Question

Simplify and draw ( f/g )(x) given f(x)=x²-x-2 and g(x)=x-2 .

Answer 1

To find
`\((f(x))/(g(x))\),` substitute the expressions for f(x) and g(x) into the fraction. Therefore,
`\((f(x))/(g(x))\)` becomes
`\((x^2 - x - 2)/(x - 2)\)`. This is the final simplified expression for
`\((f(x))/(g(x))\).`

`\[ (f(x))/(g(x)) = (x^2 - x - 2)/(x - 2) \]`

Step-by-step explanation:

To find
`\((f(x))/(g(x))\),` substitute the expressions for f(x) and g(x) into the fraction. Therefore,
`\((f(x))/(g(x))\)` becomes
`\((x^2 - x - 2)/(x - 2)\)`. This is the final simplified expression for
`\((f(x))/(g(x))\).`

Now, let's break down the steps for clarity.

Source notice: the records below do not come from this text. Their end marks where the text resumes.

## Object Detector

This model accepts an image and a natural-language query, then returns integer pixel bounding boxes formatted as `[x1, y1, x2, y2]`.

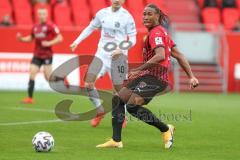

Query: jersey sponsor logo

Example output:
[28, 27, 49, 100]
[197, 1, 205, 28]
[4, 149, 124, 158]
[155, 37, 163, 45]
[115, 22, 120, 28]
[42, 26, 47, 32]
[34, 32, 46, 38]
[138, 81, 147, 88]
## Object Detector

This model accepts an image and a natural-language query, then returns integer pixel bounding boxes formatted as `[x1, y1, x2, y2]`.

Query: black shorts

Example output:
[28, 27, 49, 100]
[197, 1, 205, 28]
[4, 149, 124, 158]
[126, 75, 168, 104]
[31, 56, 52, 68]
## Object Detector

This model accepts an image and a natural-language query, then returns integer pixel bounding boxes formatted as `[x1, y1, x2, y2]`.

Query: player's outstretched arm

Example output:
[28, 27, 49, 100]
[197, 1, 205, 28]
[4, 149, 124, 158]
[70, 25, 96, 52]
[16, 32, 33, 42]
[171, 47, 199, 89]
[42, 33, 63, 47]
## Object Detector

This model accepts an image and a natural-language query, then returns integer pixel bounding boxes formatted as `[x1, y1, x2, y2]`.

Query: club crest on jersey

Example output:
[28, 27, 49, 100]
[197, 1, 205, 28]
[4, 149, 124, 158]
[115, 22, 120, 28]
[155, 37, 163, 45]
[138, 82, 147, 88]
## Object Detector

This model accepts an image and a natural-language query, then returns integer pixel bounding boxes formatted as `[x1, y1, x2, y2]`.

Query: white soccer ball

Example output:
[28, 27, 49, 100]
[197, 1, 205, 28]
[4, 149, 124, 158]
[32, 132, 54, 152]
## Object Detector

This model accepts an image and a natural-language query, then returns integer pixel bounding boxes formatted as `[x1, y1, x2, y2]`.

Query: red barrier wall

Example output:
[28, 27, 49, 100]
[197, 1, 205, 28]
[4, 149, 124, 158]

Start by substituting
`\(f(x) = x^2 - x - 2\)` and g(x) = x - ) into the fraction:

`\[ (f(x))/(g(x)) = (x^2 - x - 2)/(x - 2) \]`

To simplify this expression, factor the numerator:

`\[ ((x + 1)(x - 2))/(x - 2) \]`

Now, cancel out the common factor x - 2) in the numerator and denominator:

x + 1

So,
`\((f(x))/(g(x))\)` simplifies to x + 1. This is the simplified form of the given expression.

In summary, the simplified expression for
`\((f(x))/(g(x))\) is \(x + 1\)`. The process involves substituting the given functions into the fraction, factoring the numerator, and canceling out common factors to reach the final simplified form.